Normally I use this privilege to send taunting texts to my sister (“Haha, I know who gets kicked out on The Apprentice!”) or to raise my eyebrows at friends (“Oh, you mean to say you’re only at Episode Four….”) but all my supercilious airs have been dropped when it comes to Fargo (Channel 4).

Fargo is so spectacular, so clever, so full of kinks and twists and shocks and nuances and sharp, clever, funny dialogue that I don’t want to watch it, so I can’t parade my little privileges anymore; watching it would mean using up an episode and so bring me closer to its conclusion, and I don’t want the conclusion. Let Fargo last forever.
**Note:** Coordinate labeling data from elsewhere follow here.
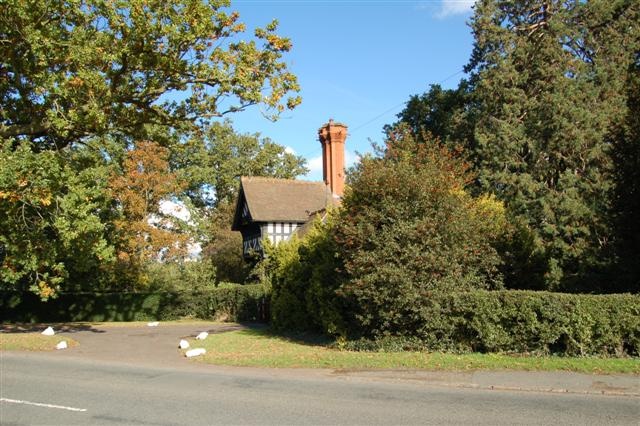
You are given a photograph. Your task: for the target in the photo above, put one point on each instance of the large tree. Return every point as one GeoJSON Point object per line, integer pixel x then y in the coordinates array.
{"type": "Point", "coordinates": [81, 83]}
{"type": "Point", "coordinates": [549, 84]}
{"type": "Point", "coordinates": [212, 160]}
{"type": "Point", "coordinates": [77, 68]}
{"type": "Point", "coordinates": [406, 228]}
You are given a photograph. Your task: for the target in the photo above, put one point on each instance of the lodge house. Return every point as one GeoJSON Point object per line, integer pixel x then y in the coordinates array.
{"type": "Point", "coordinates": [276, 209]}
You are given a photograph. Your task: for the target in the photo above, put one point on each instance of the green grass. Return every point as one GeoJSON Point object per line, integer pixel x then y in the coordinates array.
{"type": "Point", "coordinates": [31, 342]}
{"type": "Point", "coordinates": [260, 348]}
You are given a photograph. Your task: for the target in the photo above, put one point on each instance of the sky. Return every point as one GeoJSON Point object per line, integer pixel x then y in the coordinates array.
{"type": "Point", "coordinates": [357, 62]}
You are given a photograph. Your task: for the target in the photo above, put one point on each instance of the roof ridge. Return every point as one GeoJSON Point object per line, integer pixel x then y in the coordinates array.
{"type": "Point", "coordinates": [281, 180]}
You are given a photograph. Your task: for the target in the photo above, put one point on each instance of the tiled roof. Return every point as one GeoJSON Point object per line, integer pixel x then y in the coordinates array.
{"type": "Point", "coordinates": [283, 200]}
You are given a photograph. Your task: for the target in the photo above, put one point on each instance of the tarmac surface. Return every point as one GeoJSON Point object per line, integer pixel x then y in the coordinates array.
{"type": "Point", "coordinates": [141, 345]}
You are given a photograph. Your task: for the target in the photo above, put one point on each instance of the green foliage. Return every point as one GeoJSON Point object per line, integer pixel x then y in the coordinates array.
{"type": "Point", "coordinates": [84, 84]}
{"type": "Point", "coordinates": [549, 86]}
{"type": "Point", "coordinates": [303, 275]}
{"type": "Point", "coordinates": [194, 276]}
{"type": "Point", "coordinates": [407, 227]}
{"type": "Point", "coordinates": [213, 159]}
{"type": "Point", "coordinates": [444, 114]}
{"type": "Point", "coordinates": [520, 321]}
{"type": "Point", "coordinates": [55, 212]}
{"type": "Point", "coordinates": [79, 68]}
{"type": "Point", "coordinates": [627, 189]}
{"type": "Point", "coordinates": [232, 302]}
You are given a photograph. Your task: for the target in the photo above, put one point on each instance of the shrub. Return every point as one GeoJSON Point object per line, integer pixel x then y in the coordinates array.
{"type": "Point", "coordinates": [520, 321]}
{"type": "Point", "coordinates": [407, 226]}
{"type": "Point", "coordinates": [303, 275]}
{"type": "Point", "coordinates": [231, 302]}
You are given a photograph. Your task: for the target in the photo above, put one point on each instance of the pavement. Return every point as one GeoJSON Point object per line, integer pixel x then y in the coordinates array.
{"type": "Point", "coordinates": [140, 345]}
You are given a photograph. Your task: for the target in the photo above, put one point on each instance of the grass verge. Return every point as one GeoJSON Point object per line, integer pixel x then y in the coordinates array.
{"type": "Point", "coordinates": [260, 348]}
{"type": "Point", "coordinates": [32, 342]}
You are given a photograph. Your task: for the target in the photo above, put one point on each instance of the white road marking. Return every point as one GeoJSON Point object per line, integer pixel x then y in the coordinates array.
{"type": "Point", "coordinates": [39, 404]}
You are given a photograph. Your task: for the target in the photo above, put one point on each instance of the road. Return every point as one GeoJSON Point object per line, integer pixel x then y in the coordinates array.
{"type": "Point", "coordinates": [108, 393]}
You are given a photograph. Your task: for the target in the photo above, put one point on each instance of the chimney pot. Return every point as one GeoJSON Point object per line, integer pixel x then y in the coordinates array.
{"type": "Point", "coordinates": [332, 136]}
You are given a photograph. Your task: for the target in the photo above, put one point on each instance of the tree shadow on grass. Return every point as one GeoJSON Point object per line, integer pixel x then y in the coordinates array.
{"type": "Point", "coordinates": [58, 328]}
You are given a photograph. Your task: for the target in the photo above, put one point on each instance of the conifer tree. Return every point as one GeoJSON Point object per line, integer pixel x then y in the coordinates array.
{"type": "Point", "coordinates": [549, 79]}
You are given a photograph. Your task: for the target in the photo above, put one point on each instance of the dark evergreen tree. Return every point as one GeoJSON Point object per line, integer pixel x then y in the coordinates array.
{"type": "Point", "coordinates": [549, 79]}
{"type": "Point", "coordinates": [627, 190]}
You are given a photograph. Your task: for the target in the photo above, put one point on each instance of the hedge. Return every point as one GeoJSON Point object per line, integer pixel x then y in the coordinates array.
{"type": "Point", "coordinates": [522, 322]}
{"type": "Point", "coordinates": [231, 302]}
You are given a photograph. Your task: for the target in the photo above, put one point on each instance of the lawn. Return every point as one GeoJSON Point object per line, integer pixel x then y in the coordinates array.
{"type": "Point", "coordinates": [31, 342]}
{"type": "Point", "coordinates": [260, 348]}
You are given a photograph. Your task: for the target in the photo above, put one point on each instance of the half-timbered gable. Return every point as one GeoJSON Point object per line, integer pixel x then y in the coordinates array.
{"type": "Point", "coordinates": [275, 209]}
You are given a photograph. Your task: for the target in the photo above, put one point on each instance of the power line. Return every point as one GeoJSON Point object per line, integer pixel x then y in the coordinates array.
{"type": "Point", "coordinates": [400, 104]}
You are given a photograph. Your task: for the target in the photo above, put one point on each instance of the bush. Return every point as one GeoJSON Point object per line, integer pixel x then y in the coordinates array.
{"type": "Point", "coordinates": [232, 302]}
{"type": "Point", "coordinates": [520, 321]}
{"type": "Point", "coordinates": [303, 275]}
{"type": "Point", "coordinates": [407, 226]}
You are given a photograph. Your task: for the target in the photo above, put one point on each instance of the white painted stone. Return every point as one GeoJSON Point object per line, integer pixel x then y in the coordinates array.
{"type": "Point", "coordinates": [195, 352]}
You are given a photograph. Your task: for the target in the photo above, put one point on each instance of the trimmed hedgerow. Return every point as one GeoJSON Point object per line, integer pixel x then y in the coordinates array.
{"type": "Point", "coordinates": [231, 302]}
{"type": "Point", "coordinates": [519, 321]}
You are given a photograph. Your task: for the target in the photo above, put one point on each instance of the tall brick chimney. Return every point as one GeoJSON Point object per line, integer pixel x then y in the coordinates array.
{"type": "Point", "coordinates": [332, 136]}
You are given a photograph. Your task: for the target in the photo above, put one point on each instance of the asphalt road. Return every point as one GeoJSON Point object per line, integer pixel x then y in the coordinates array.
{"type": "Point", "coordinates": [112, 393]}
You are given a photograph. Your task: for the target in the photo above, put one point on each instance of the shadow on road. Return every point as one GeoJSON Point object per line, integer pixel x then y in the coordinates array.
{"type": "Point", "coordinates": [58, 327]}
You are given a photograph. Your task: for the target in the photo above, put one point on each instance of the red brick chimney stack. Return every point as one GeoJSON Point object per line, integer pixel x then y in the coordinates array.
{"type": "Point", "coordinates": [332, 136]}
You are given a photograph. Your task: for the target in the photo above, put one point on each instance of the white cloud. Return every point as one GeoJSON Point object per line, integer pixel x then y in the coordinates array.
{"type": "Point", "coordinates": [454, 7]}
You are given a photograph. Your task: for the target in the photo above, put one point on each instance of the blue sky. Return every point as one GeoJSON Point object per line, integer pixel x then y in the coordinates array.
{"type": "Point", "coordinates": [357, 62]}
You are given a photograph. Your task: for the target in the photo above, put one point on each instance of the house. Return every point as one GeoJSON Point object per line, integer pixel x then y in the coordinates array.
{"type": "Point", "coordinates": [276, 209]}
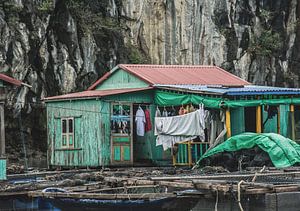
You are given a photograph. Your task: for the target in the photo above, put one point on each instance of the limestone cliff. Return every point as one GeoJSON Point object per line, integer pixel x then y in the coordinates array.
{"type": "Point", "coordinates": [59, 46]}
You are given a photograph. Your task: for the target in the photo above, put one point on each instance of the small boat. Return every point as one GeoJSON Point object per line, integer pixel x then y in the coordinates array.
{"type": "Point", "coordinates": [59, 199]}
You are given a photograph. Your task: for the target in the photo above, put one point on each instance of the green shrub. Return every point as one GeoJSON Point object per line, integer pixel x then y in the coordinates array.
{"type": "Point", "coordinates": [267, 44]}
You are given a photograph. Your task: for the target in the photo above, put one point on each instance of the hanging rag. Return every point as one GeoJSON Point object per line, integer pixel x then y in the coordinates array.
{"type": "Point", "coordinates": [148, 125]}
{"type": "Point", "coordinates": [157, 112]}
{"type": "Point", "coordinates": [165, 113]}
{"type": "Point", "coordinates": [168, 142]}
{"type": "Point", "coordinates": [171, 130]}
{"type": "Point", "coordinates": [187, 125]}
{"type": "Point", "coordinates": [140, 121]}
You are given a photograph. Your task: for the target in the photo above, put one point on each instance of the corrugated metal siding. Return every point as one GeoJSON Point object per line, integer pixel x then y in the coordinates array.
{"type": "Point", "coordinates": [237, 121]}
{"type": "Point", "coordinates": [136, 97]}
{"type": "Point", "coordinates": [91, 133]}
{"type": "Point", "coordinates": [284, 119]}
{"type": "Point", "coordinates": [235, 91]}
{"type": "Point", "coordinates": [183, 74]}
{"type": "Point", "coordinates": [2, 169]}
{"type": "Point", "coordinates": [147, 148]}
{"type": "Point", "coordinates": [271, 124]}
{"type": "Point", "coordinates": [121, 79]}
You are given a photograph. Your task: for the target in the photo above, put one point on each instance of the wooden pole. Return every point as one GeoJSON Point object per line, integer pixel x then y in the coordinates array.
{"type": "Point", "coordinates": [2, 131]}
{"type": "Point", "coordinates": [258, 119]}
{"type": "Point", "coordinates": [190, 154]}
{"type": "Point", "coordinates": [292, 110]}
{"type": "Point", "coordinates": [278, 119]}
{"type": "Point", "coordinates": [227, 122]}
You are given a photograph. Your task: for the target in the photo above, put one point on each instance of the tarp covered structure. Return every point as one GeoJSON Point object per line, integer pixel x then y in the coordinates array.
{"type": "Point", "coordinates": [165, 98]}
{"type": "Point", "coordinates": [282, 151]}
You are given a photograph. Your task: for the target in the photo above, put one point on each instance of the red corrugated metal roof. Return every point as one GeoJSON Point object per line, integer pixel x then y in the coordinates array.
{"type": "Point", "coordinates": [10, 80]}
{"type": "Point", "coordinates": [94, 93]}
{"type": "Point", "coordinates": [179, 74]}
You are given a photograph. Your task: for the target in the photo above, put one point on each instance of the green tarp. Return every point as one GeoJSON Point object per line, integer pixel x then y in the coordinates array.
{"type": "Point", "coordinates": [166, 98]}
{"type": "Point", "coordinates": [282, 151]}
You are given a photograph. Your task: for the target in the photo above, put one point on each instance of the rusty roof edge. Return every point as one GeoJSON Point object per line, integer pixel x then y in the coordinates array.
{"type": "Point", "coordinates": [127, 69]}
{"type": "Point", "coordinates": [187, 90]}
{"type": "Point", "coordinates": [57, 98]}
{"type": "Point", "coordinates": [103, 78]}
{"type": "Point", "coordinates": [221, 69]}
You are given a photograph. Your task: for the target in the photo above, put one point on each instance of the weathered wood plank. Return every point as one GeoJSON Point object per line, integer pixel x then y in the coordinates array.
{"type": "Point", "coordinates": [229, 176]}
{"type": "Point", "coordinates": [102, 196]}
{"type": "Point", "coordinates": [176, 184]}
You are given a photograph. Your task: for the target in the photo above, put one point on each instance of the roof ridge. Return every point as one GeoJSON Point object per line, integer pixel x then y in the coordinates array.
{"type": "Point", "coordinates": [169, 66]}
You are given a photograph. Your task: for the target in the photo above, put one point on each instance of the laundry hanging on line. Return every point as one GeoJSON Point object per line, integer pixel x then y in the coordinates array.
{"type": "Point", "coordinates": [140, 121]}
{"type": "Point", "coordinates": [171, 130]}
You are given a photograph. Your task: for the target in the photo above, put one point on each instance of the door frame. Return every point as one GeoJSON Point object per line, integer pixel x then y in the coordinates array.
{"type": "Point", "coordinates": [112, 161]}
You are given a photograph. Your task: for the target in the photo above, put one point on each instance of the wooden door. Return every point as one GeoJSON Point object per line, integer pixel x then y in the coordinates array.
{"type": "Point", "coordinates": [121, 134]}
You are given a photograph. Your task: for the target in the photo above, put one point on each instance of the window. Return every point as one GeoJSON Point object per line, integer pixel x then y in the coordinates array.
{"type": "Point", "coordinates": [67, 131]}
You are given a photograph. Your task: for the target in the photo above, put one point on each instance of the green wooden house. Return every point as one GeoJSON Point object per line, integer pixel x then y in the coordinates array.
{"type": "Point", "coordinates": [97, 127]}
{"type": "Point", "coordinates": [6, 84]}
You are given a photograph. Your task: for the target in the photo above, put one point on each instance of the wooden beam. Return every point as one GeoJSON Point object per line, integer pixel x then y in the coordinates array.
{"type": "Point", "coordinates": [224, 176]}
{"type": "Point", "coordinates": [258, 119]}
{"type": "Point", "coordinates": [188, 185]}
{"type": "Point", "coordinates": [278, 119]}
{"type": "Point", "coordinates": [227, 122]}
{"type": "Point", "coordinates": [133, 196]}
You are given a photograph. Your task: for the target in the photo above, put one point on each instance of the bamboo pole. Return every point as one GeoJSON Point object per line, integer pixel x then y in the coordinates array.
{"type": "Point", "coordinates": [258, 119]}
{"type": "Point", "coordinates": [227, 122]}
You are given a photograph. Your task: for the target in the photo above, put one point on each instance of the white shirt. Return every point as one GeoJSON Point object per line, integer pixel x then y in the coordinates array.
{"type": "Point", "coordinates": [140, 122]}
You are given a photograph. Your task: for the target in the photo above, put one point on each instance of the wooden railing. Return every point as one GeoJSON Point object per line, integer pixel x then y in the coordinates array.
{"type": "Point", "coordinates": [188, 153]}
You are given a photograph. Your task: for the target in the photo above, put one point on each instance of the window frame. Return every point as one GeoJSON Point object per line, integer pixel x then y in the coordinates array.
{"type": "Point", "coordinates": [65, 136]}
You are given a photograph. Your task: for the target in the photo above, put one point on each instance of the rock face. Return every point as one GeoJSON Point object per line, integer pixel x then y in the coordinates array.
{"type": "Point", "coordinates": [59, 46]}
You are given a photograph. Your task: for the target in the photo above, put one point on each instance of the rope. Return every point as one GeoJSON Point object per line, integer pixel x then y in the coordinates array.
{"type": "Point", "coordinates": [239, 194]}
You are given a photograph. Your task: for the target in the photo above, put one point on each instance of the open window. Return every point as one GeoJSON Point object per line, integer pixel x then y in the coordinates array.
{"type": "Point", "coordinates": [67, 127]}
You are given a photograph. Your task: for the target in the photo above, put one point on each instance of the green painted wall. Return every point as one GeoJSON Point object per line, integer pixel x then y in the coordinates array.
{"type": "Point", "coordinates": [2, 169]}
{"type": "Point", "coordinates": [271, 124]}
{"type": "Point", "coordinates": [237, 121]}
{"type": "Point", "coordinates": [146, 146]}
{"type": "Point", "coordinates": [284, 119]}
{"type": "Point", "coordinates": [91, 133]}
{"type": "Point", "coordinates": [121, 79]}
I watched the first episode, naturally, but now Channel 4 keep pinging me with e-mails saying Episode 2 of Fargo is waiting for me! Episode 3 is waiting for me! and I just keep swiping them away. This series, as with its predecessor, is so good I don’t want to watch it. I want to keep is safe, snug and pristine in my e-mail folder and not drag it out into the real world, a world where the TV contains terrible things like the new series of Citizen Khan. I want Fargo kept pure and unsullied.

If anyone is new to Fargo, please don’t be deterred by its name. Yes, there was a film and a previous TV series called Fargo, but they are all unique stories, sharing the same style, flavour, setting and wicked black humour, so you can dip into one and it’ll be a stand-alone story. Don’t feel you’ve missed the Fargo boat if you haven’t yet worked your way through the others. There is still time to get immersed in its weird genius and the time is now.

The story is set in 1979 and it begins, as the film and previous series did, with the solemn promise that the story is true. A local crime family are shocked when their scowling old patriarch collapses at the kitchen table and he’s soon laid frozen and immobile in bed having had a massive stroke. His three sons are left to carry on the family “business”, but the youngest boy, Rye, happens to be an idiot or, as his eldest brother puts in, he’s the “comic in a piece of bubble gum”. His swaggering big brothers just won’t take him seriously and so the li’l punk decides to make his mark.

A local businessman owes the family some money but can’t release the cash because he has an ongoing court case. Rye, desperate to impress, decides to play the hard man and is convinced he can compel the judge to drop the case. She’s a female judge, and he’s one tough dude, so how hard can it be?

Rye follows the judge when she finishes work. She leaves the court house and stops at the Waffle Hut diner for a meal. Thinking he’s a cool guy in a noir film, Rye sits at the counter and watches her as she orders a burger, though he has to wave away the perky little waitress who keeps popping up and ruining his ice-cold image by offering him sugary coffee.

What follows is a scene so exciting and brilliant, the type of thing which genuinely brings you to the edge of your seat, that I won’t repeat for fear of spoiling it for someone.

In the terrible aftermath, Rye stumbles into a blizzard where he seems to glimpse a UFO coming in to land. As he’s watching the sky, a car looms out of the swirling snow and hits him, and so the plot veers off in another direction: a dizzy little blonde called Peggy (Kirsten Dunst) was driving the car and we’re soon in her warm kitchen as she serves dinner to her dim but loving husband and she seems awfully keen to dissuade him from going into the garage…

Fargo is like a firework which smoulders and sputters and then suddenly bursts into dazzling sparks, spraying off in all directions. Can I bring myself to watch Episode Two, and be one episode nearer its end?